February 01, 1989|CARLA LAZZARESCHI | Times Staff Writer

Nintendo of America, maker of the red-hot video game system, was sued Monday for $250 million by archrival Atari Corp., which accused Nintendo of unfairly monopolizing the billion-dollar video game market.

The suit is the second in as many months charging Nintendo with illegally locking competitors out of the lucrative and fast-growing video game market. In December, Atari Games Corp., which is unrelated to Atari Corp., filed a similar suit for $100 million.

Analysts have said that if the legal maneuvers are successful, Nintendo stands to lose the hold it has on up to 85% of what analysts estimate will be a $2.3-billion market for video games this year.

A Nintendo spokeswoman said late Tuesday that the company was unaware of the Atari Corp. suit and could not comment on it.

Filed Tuesday in U.S. District Court in San Jose, Atari Corp.'s suit alleges that Nintendo has monopolized the video game market by preventing creators of games licensed for for Nintendo systems from selling those games for use on competing video game systems, such as those make by Atari.

In its complaint, Atari says "developers are faced with the choice between selling games only to Nintendo customers or not selling." As a result, Atari says game creators--fully aware of Nintendo's strong market position--"yield to coercion from Nintendo" and leave Atari and other manufacturers of video game consoles unable to obtain many popular games for use on their own systems.

An Atari official likened the arrangement to a computer manufacturer ordering a software publisher not to create a version of a popular program that could operate on a competitor's computer system.

"It simply doesn't happen that way in the computer world, and it shouldn't happen in the video game world either," said Joshua Tropper, an attorney for Atari Corp. "We want customers to be able to buy hot games that can be played on our systems, not just Nintendo's."

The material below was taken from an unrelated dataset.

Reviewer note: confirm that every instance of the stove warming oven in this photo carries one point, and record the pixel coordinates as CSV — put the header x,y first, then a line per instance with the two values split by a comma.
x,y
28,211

At issue, Tropper said, is the licensing agreement that Nintendo requires game developers to sign. The developer agrees that it will not create versions of a video game to operate on rival systems, such as Sega or Atari. The three video game systems each use separate operating systems, and games for one machine cannot be used on a competing one.

The suit from Atari Games--a creator of video games, not video game consoles--charged that Nintendo freezes out rival game makers by requiring them to put their games on Nintendo-made game cassettes.

Although Nintendo, which also publishes games produced by its own staff, says the requirement ensures high quality standards for all games designed for its systems, Atari Games said it effectively allows Nintendo to ration the number of games produced by rival game creators.

Atari Games has further challenged Nintendo by producing games on its own that can operate on the Nintendo system. Nintendo has challenged the move as an illegal appropriation of the proprietary technology in its game systems.